前代未聞の大逆転Vを決めた――。ノア「グローバルタッグリーグ戦2016」優勝決定戦が4日、東京・後楽園ホールで行われ丸藤正道、矢野通組がデイビーボーイ・スミスJr.、ランス・アーチャー組(KES)を撃破して初優勝。公式戦では開幕3連敗からの4連勝という史上まれに見る逆転劇で鈴木軍にストップをかけた。丸藤組には東京スポーツ新聞社から大トロフィーが贈られ、GHCタッグ王座次期挑戦権も手中にした。

 まさかまさかの逆転Vだった。予想通りKESのパワー殺法に防戦一方の丸藤組は15分過ぎからようやく反撃。丸藤がスミスJr.に虎王3連打から一気に不知火を決めて3カウント。GHCタッグ王者から完璧な勝利を奪い、化学反応的越境コンビが、リーグ戦の歴史にその名を刻み込んだ。

 鈴木軍の蛮行を阻止するため、新日プロから盗っ人・矢野を呼び寄せてリーグ戦に臨んだ丸藤だったが、開幕戦(4・21後楽園)でKESに敗れると、波に乗れないままズルズルと3連敗。呼吸が合わないうちに早々と自力Vが消滅しかけていた。

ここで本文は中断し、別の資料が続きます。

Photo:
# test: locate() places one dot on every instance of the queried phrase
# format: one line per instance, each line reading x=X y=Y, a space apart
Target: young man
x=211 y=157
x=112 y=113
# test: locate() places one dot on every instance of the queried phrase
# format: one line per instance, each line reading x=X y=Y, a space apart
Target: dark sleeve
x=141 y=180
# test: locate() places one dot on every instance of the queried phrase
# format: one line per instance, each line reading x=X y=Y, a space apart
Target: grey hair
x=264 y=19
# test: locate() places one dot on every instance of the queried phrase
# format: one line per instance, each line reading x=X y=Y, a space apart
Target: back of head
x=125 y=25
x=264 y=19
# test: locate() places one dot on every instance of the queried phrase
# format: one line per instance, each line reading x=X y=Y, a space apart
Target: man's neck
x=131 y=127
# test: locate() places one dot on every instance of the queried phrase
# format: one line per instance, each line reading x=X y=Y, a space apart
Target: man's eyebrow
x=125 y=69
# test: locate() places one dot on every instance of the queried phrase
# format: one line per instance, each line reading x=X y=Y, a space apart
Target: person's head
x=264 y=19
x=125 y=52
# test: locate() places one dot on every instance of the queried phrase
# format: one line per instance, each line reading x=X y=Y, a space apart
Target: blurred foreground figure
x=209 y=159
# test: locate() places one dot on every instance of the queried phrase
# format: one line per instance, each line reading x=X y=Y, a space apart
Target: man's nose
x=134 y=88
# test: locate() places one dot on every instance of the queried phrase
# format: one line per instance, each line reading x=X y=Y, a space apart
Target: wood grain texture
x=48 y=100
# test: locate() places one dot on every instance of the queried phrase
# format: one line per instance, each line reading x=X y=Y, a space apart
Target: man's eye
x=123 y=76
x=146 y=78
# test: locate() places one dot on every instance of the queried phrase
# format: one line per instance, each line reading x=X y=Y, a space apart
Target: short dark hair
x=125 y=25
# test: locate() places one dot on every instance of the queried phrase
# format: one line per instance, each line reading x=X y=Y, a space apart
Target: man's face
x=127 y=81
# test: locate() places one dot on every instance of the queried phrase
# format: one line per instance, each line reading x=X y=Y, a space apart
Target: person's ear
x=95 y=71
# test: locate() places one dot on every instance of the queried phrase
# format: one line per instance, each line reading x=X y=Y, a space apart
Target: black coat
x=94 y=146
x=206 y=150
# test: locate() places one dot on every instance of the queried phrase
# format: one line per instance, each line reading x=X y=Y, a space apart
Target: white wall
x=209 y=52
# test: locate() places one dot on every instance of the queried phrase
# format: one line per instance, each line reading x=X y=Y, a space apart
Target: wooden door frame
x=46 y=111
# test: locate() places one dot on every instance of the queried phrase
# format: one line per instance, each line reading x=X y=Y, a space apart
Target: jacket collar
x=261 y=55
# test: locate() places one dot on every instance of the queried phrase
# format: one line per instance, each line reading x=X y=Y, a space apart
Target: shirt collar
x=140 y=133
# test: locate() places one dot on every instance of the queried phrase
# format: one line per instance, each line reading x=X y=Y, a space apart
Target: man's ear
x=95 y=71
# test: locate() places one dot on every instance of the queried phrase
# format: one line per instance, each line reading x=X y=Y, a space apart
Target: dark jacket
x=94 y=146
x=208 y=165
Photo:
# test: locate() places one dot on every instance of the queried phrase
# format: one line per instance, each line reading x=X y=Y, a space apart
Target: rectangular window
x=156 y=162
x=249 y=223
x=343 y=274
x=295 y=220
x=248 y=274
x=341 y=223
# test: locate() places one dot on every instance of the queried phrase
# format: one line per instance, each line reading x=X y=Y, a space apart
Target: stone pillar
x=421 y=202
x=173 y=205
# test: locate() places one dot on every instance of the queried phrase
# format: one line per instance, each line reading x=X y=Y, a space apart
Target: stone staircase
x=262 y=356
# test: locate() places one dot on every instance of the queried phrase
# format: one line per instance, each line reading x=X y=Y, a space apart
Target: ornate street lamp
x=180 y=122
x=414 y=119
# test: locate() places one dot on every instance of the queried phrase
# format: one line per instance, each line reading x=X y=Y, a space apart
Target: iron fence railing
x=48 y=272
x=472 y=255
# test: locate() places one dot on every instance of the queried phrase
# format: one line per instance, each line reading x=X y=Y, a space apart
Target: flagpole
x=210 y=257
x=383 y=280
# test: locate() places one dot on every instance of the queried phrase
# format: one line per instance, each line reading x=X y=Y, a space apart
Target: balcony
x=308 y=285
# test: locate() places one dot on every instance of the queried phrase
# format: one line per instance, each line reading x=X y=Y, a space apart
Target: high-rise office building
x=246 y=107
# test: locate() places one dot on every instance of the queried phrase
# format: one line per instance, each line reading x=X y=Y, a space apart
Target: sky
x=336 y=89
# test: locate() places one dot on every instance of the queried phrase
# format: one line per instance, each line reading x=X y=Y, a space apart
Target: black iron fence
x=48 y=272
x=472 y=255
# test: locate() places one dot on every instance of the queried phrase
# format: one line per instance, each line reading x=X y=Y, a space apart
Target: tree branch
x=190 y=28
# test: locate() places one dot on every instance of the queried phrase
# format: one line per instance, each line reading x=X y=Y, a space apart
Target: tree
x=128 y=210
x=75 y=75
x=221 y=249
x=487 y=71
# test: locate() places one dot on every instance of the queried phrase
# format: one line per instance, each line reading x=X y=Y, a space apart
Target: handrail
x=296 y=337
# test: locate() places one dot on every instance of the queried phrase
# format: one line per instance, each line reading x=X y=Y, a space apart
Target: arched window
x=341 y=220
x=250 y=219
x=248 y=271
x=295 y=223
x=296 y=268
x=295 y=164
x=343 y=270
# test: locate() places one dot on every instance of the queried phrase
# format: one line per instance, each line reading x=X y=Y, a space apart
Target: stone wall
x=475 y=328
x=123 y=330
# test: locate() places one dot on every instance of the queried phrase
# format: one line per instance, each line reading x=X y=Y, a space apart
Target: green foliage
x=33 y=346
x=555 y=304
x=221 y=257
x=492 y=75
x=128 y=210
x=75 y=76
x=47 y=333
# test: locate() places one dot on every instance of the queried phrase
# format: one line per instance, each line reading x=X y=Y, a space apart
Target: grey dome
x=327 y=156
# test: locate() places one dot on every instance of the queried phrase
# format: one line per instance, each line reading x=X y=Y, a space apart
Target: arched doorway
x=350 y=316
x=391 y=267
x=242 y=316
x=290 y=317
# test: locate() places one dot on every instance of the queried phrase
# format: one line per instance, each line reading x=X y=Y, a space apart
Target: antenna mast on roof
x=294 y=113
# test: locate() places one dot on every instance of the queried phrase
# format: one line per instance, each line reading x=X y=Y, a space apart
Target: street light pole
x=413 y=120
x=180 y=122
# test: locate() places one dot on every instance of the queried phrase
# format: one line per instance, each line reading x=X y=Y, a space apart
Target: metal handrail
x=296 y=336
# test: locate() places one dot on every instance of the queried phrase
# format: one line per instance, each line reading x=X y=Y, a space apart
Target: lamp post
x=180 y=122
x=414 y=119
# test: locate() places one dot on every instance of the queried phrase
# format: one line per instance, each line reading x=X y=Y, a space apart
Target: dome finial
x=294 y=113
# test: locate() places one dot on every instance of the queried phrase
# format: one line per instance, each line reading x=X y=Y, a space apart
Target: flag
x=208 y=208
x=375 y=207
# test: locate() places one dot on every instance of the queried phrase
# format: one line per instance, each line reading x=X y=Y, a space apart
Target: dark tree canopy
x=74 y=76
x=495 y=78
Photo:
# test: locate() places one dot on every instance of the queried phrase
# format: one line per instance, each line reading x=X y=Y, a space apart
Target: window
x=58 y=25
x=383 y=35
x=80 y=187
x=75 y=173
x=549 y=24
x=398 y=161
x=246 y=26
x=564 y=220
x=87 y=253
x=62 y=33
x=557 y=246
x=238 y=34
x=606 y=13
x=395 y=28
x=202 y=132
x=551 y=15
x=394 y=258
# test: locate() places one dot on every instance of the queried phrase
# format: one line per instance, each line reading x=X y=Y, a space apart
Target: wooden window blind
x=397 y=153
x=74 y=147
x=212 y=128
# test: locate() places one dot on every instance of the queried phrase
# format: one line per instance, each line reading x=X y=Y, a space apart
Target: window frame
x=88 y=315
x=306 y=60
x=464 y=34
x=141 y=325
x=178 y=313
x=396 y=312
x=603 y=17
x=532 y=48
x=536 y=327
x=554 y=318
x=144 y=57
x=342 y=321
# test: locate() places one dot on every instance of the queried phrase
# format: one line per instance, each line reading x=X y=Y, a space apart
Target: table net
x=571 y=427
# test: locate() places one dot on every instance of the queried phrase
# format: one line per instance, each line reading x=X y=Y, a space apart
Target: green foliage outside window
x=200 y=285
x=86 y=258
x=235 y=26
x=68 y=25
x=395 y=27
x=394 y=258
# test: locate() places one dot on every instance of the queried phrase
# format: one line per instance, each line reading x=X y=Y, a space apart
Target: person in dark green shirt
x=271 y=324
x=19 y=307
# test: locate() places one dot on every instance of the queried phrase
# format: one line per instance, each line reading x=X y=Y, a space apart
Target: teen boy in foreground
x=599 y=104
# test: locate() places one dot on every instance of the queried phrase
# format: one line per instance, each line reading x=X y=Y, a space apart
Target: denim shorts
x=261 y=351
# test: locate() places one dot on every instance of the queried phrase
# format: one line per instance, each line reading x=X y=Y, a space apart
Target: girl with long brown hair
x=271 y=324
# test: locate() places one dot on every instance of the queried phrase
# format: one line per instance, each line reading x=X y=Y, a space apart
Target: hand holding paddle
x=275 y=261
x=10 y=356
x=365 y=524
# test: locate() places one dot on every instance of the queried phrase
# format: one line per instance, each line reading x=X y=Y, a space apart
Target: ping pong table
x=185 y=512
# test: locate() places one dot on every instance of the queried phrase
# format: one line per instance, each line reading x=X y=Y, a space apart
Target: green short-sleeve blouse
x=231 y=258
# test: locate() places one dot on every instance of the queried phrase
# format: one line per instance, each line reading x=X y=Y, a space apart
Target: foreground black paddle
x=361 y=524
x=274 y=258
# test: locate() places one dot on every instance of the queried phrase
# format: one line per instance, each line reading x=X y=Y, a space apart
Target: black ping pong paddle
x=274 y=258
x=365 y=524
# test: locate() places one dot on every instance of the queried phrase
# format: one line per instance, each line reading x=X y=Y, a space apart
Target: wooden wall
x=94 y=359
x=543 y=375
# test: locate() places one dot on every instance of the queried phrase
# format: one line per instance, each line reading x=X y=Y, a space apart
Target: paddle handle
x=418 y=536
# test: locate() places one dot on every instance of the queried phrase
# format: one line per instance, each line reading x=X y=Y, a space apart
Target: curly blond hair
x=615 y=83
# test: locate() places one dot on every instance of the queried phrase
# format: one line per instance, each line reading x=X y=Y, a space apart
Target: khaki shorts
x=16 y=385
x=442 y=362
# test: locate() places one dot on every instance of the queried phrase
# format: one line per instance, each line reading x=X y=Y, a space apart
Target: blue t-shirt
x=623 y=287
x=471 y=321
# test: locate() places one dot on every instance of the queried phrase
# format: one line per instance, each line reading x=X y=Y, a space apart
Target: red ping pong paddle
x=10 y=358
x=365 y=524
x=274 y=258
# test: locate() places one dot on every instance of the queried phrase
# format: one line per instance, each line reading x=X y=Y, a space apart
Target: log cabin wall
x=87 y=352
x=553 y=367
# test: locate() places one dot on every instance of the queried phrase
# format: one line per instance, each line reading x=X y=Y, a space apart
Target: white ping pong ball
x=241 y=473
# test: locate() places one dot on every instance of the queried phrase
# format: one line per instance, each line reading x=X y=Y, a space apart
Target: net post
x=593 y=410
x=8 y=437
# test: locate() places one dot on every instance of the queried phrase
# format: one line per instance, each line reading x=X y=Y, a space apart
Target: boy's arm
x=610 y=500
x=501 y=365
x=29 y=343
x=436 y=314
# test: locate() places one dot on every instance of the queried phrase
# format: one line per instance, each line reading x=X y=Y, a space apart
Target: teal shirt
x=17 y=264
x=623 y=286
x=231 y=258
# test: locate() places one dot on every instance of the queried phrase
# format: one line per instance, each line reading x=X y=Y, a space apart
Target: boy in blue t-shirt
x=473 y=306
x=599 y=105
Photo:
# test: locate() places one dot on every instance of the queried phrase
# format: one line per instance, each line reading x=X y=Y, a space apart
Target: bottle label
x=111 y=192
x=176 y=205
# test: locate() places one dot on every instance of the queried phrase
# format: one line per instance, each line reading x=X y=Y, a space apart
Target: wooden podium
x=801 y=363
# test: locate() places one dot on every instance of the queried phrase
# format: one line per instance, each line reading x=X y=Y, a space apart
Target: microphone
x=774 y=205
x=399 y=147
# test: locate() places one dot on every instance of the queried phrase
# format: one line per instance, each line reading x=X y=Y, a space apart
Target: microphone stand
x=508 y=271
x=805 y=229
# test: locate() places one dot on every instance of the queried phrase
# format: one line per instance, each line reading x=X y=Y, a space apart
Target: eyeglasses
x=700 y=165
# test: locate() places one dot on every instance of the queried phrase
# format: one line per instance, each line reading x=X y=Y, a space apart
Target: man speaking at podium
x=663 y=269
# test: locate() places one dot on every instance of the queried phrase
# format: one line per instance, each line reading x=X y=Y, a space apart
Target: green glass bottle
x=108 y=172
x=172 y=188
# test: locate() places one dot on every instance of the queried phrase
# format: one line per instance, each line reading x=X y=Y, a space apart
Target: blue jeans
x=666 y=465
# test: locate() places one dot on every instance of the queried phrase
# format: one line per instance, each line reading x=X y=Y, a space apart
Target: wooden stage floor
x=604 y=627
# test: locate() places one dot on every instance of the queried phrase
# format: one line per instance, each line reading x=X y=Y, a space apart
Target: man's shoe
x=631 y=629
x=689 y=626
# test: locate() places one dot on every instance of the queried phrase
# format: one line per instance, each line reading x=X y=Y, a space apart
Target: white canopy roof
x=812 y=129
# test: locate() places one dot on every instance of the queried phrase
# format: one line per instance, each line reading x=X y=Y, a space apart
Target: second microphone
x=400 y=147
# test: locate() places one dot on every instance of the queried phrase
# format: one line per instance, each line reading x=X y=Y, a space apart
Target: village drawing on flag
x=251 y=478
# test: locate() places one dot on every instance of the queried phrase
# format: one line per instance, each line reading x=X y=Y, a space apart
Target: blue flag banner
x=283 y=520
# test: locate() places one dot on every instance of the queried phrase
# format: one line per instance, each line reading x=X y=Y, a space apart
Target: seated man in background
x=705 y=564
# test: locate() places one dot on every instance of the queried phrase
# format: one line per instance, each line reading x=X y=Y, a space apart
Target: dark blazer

 それでも4・25大阪大会でようやく潮﨑豪、マイバッハ谷口組から初白星を挙げると一気に流れが変わる。前日3日の後楽園大会では鈴木みのる、飯塚高史組から値千金の勝利を奪い、4連勝の勝ち点8で日程を終了。潮﨑組と2位タイに並んだが、公式戦で直接対決を制している丸藤組が辛うじて決勝戦のリングに進んだ。

 勝ち点10で単独首位のまま最後まで突っ走ったGHCタッグ王者組に開幕戦の借りを返し堂々の優勝。これで28日のエディオンアリーナ大阪弟1競技場大会での挑戦がほぼ確実となった。

 同大会では潮﨑が杉浦のGHCヘビー級王座に挑戦。鈴木軍から一気にベルトを奪い返すチャンスとなり、今年前半最大のヤマ場となる。

 もちろんこれだけで満足などできない。昨年12月には9か月ぶりにGHC王座をみのるから取り戻したものの、今年1月には一度も防衛を果たすことなく杉浦にベルトを渡した。王座奪還はほんの気休めにもならず、いまだに主要王座は鈴木軍に制圧されたまま。

 丸藤にはタッグからヘビーまでを制して完全復活を証明し、どん底まで落ちたノアを再生させる責任がある。

「ノアじゃない選手がいっぱいリングに上がっている今、ベルトを取り返すのは俺しかない」。大逆転Vは丸藤復活への序章にしかすぎない。